Herrmann build his score around a mordant version of Mendelssohn’s “Wedding March”, interpolating it into his own jagged sequences of horns and percussion. There were echoes of the music from On Dangerous Ground and – appropriately for a Gallic setting – a reworking of the “Memory Waltz” from The Snows of Kilimanjaro. Herrmann’s experience on the film was not a happy one. The score was recorded in Paris with a French orchestra with whom Herrmann struggled to communicate. Truffaut outwardly expressed delight at the finished result, but chopped and changed some of the cues in the editing without consulting the composer. He was, at least, gracious enough to send the composer a thank you note in bad English (“Francois Truffaut is very happy man … and he say thank you very very much for you and Norma your inspiratrice.”). Norma – Herrmann’s inspiration – was Norma Shepherd, Herrmann’s young bride, almost thirty years his junior.

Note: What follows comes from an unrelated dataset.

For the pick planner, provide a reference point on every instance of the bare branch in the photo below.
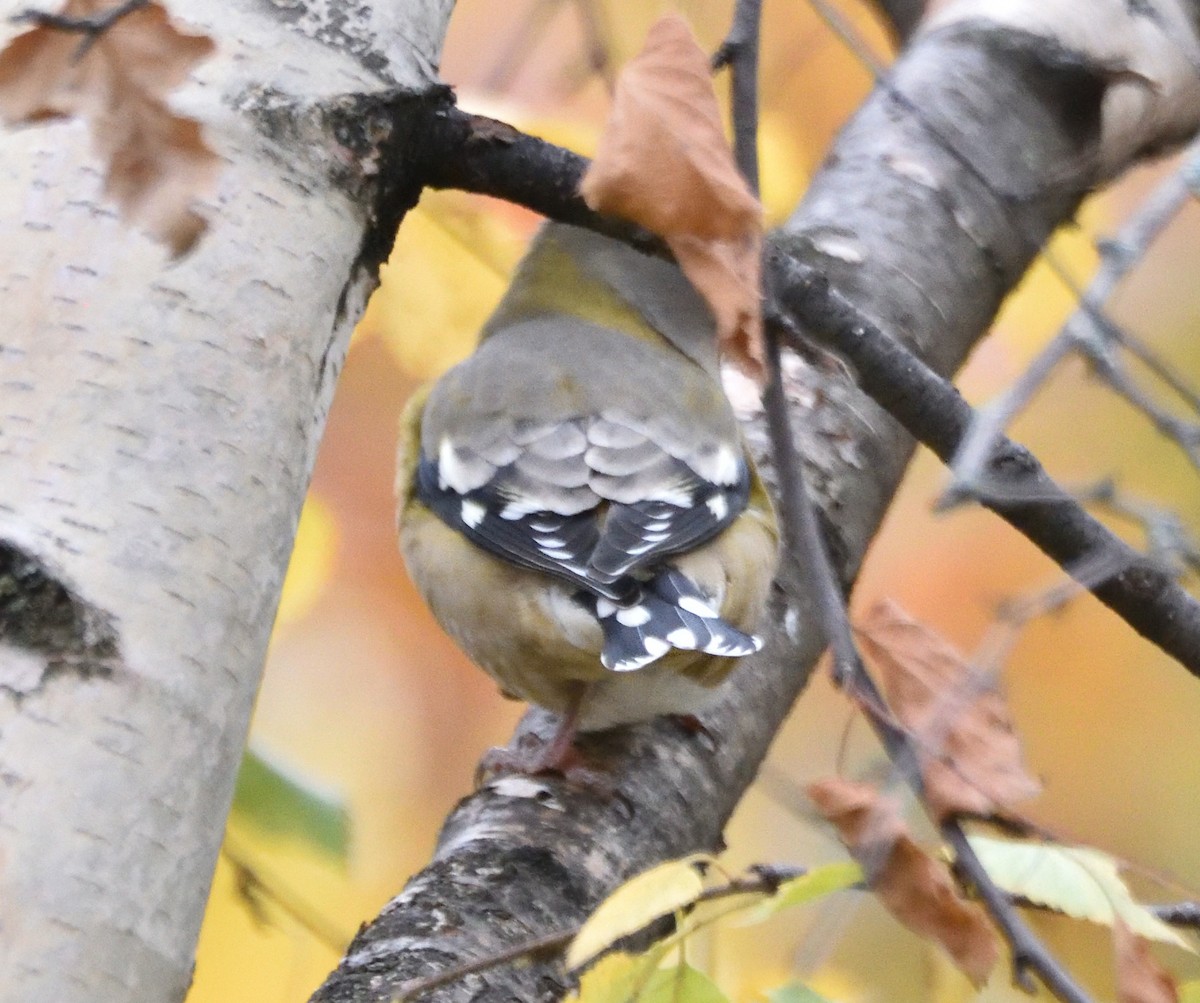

There are eleven minutes and twenty seven seconds of the score in the form of “A Musical Scenario” on the Elmer Bernstein The Bernard Herrmann Film Score Tribute disc (Milan 71000-2), which I’ve been playing on a loop while writing the above.

Twisted Nerve

Unlike his contemporary Miklós Rózsa, who in the latter part of his career selected the projects he worked on with great care, Herrmann became less and less particular in his final years. Just as his famous first collaborator Orson Welles was prostituting his talent during the late Sixties in movies like Casino Royale and I’ll Never Forget What’s Isname, so Herrmann seemed to be slumming it. Had it not been for the last hurrah of Obsession and Taxi Driver, his career might have ended in a depressing muddle of low-rent horror films. The first of these was Twisted Nerve, a grubby English thriller about a disturbed young man (Hywel Bennett) with a disturbing infatuation for a young girl (Hayley Mills). The film’s suspect use of mental illness to explain away criminal actions provoked outrage and the film makers were forced to add a  narrated disclaimer at the start of the film:

“Ladies and gentlemen, because of the controversy already aroused, the producers of this film wish to re-emphasize what is already stated in the film, that there is no established scientific connection between Mongolism and psychotic or criminal behavior.”
Defenders of the movie will tell you that it is in the grand British tradition of that other misunderstood masterpiece Peeping Tom when, in reality, it’s simply a precursor to the brutish nasty Seventies exploitation films of Pete Walker such as Frightmare and Schizo.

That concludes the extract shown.